Image: Peter Ma |
For the first time, scientists have made star-shaped,
biodegradable polymers that can self-assemble into hollow, nanofiber spheres,
and when the spheres are injected with cells into wounds, these spheres
biodegrade, but the cells live on to form new tissue.
Developing this nanofiber sphere as a cell carrier that
simulates the natural growing environment of the cell is a very significant
advance in tissue repair, says Peter Ma, professor at the Univ. of Michigan
School of Dentistry and lead author of a paper about the research scheduled for
advanced online publication in Nature
Materials. Co-authors are Xiaohua Liu and Xiaobing Jin.
Repairing tissue is very difficult and success is extremely
limited by a shortage of donor tissue, says Ma, who also has an appointment at
the U-M College of Engineering. The procedure gives hope to people with certain
types of cartilage injuries for which there aren’t good treatments now. It also
provides a better alternative to ACI, which is a clinical method of treating
cartilage injuries where the patient’s own cells are directly injected into the
patient’s body. The quality of the tissue repair by the ACI technique isn’t good
because the cells are injected loosely and are not supported by a carrier that
simulates the natural environment for the cells, Ma says.
To repair complex or oddly shaped tissue defects, an
injectable cell carrier is desirable to achieve accurate fit and to minimize
surgery, he says. Ma’s lab has been working on a biomimetic strategy to design
a cell matrix—a system that copies biology and supports the cells as they grow
and form tissue—using biodegradable nanofibers.
Ma says the nanofibrous hollow microspheres are highly
porous, which allows nutrients to enter easily, and they mimic the functions of
cellular matrix in the body. Additionally, the nanofibers in these hollow
microspheres do not generate much degradation byproducts that could hurt the
cells, he says.
The nanofibrous hollow spheres are combined with cells and
then injected into the wound. When the nanofiber spheres, which are slightly
bigger than the cells they carry, degrade at the wound site, the cells they are
carrying have already gotten a good start growing because the nanofiber spheres
provide an environment in which the cells naturally thrive.

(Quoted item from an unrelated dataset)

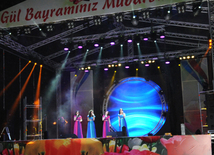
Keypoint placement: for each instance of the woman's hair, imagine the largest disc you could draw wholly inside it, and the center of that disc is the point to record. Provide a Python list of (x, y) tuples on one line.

This approach has been more successful than the traditional
cell matrix currently used in tissue growth, he says. Until now, there has been
no way to make such a matrix injectable so it’s not been used to deliver cells
to complex-shaped wounds.
During testing, the nanofiber repair group grew as much as
three to four times more tissue than the control group, Ma says. The next step
is to see how the new cell carrier works in larger animals and eventually in
people to repair cartilage and other tissue types.